Hi there,
So I was playing around with this tutorial and took the code from here, and got it working fine locally (single machine without the GCP).
So my idea was to actually have rank=0 running in the VM on GCP and have rank=1 run on my laptop. This means that both of these workers are on completely different networks.
I am unable to get this setup working, it seems to be hanging when I run the worker with rank=1.
This is my setup and the changes I made in as much detail as possible.
- For the tutorial code, the only change I made was changing port 29500 to port 5000.
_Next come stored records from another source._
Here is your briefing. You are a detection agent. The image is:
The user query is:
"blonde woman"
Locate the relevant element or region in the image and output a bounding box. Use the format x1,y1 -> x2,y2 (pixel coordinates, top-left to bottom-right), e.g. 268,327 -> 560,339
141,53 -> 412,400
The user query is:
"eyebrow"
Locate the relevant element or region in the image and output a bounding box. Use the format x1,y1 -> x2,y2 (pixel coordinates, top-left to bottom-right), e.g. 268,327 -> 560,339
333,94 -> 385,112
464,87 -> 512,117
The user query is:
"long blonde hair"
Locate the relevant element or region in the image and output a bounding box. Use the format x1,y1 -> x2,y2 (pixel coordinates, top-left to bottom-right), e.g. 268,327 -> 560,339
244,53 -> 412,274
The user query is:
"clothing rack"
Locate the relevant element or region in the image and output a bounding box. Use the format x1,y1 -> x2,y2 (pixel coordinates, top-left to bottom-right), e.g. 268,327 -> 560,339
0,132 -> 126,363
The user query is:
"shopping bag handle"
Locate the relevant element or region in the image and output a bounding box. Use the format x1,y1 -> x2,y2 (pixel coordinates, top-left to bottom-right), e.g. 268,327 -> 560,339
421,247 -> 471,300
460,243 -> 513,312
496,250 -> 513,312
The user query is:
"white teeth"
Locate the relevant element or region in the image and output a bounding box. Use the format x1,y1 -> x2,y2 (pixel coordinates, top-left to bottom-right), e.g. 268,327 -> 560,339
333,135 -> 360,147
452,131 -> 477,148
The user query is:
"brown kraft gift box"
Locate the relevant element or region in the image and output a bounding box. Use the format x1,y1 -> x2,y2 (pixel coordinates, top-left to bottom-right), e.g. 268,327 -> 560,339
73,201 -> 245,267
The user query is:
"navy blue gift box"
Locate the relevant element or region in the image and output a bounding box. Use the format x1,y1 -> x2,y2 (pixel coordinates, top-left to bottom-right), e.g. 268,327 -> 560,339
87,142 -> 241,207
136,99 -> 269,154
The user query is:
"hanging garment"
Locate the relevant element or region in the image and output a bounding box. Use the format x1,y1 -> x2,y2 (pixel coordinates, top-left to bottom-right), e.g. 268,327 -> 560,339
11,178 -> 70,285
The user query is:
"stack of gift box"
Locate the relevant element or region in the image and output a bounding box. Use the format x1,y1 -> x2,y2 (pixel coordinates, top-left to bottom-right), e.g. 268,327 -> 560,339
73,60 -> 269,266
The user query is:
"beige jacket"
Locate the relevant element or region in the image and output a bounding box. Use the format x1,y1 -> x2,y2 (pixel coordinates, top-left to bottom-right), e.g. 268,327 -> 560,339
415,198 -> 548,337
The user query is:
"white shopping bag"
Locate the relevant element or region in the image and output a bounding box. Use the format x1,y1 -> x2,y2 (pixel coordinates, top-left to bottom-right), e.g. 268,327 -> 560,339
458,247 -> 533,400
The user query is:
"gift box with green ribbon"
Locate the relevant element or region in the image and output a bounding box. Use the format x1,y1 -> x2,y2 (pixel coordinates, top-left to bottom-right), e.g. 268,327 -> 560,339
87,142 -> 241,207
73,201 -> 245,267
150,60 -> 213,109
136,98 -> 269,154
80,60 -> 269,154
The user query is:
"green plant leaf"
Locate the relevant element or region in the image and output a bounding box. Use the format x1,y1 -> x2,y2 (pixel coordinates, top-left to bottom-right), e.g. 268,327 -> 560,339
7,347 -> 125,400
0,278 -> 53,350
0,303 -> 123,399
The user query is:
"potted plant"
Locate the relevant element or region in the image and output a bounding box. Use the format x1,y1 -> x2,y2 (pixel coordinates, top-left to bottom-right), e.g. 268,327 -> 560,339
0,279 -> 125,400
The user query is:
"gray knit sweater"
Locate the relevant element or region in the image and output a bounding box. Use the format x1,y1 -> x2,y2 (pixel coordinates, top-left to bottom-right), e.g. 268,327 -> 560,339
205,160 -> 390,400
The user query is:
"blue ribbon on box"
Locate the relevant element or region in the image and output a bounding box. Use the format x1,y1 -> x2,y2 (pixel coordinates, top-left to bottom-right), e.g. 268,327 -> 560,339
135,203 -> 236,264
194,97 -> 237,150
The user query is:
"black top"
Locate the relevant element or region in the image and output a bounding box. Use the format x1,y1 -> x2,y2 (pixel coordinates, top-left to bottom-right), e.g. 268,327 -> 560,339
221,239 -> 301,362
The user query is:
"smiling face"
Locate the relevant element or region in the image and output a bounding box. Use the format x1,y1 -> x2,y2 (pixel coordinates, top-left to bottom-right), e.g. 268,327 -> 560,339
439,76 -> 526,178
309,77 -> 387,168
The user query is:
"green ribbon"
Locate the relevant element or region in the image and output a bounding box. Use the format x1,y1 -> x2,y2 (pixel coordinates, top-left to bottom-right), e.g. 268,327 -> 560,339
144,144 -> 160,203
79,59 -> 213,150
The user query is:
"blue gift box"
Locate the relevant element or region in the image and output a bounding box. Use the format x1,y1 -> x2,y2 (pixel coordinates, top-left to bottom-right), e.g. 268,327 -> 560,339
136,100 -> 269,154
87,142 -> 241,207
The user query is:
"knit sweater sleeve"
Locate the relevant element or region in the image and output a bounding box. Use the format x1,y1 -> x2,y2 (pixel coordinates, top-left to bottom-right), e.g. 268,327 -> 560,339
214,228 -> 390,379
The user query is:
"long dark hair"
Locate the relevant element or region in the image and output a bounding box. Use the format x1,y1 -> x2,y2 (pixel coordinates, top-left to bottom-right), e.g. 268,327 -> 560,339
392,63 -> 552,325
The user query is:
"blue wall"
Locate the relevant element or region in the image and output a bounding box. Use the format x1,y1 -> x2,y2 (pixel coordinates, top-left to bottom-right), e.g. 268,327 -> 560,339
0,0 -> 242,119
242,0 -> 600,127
- The /etc/hosts file got a new entry on my local machine (laptop). Specifically the IP of the NIC, for me, it was wlp2s0 and let’s assume the address was 11.22.33.44. So the /etc/hosts file would have the new entry 11.22.33.44 mycomputer.
- The /etc/hosts file got a new entry in my VM on GCP, but this is set by default. The NIC for the VM seems to be ens4? And let’s assume the IP address is 44.33.22.11 and let’s also assume the IP address of the VM is 33.33.33.33. So the new entry of the /etc/hosts file would be 44.33.22.11 gcp-vm
- I also made sure the ports of the VM are open and listening, so I updated the firewall settings and to verify this I simply created a flask server and queried the IP, in my case it would be http:// 33.33.33.33:5000
I’m not surprises it’s hanging I think the way how I’m running the parameter server isn’t the correct way, but I’m unsure. What are the correct changes I should make to get this working properly?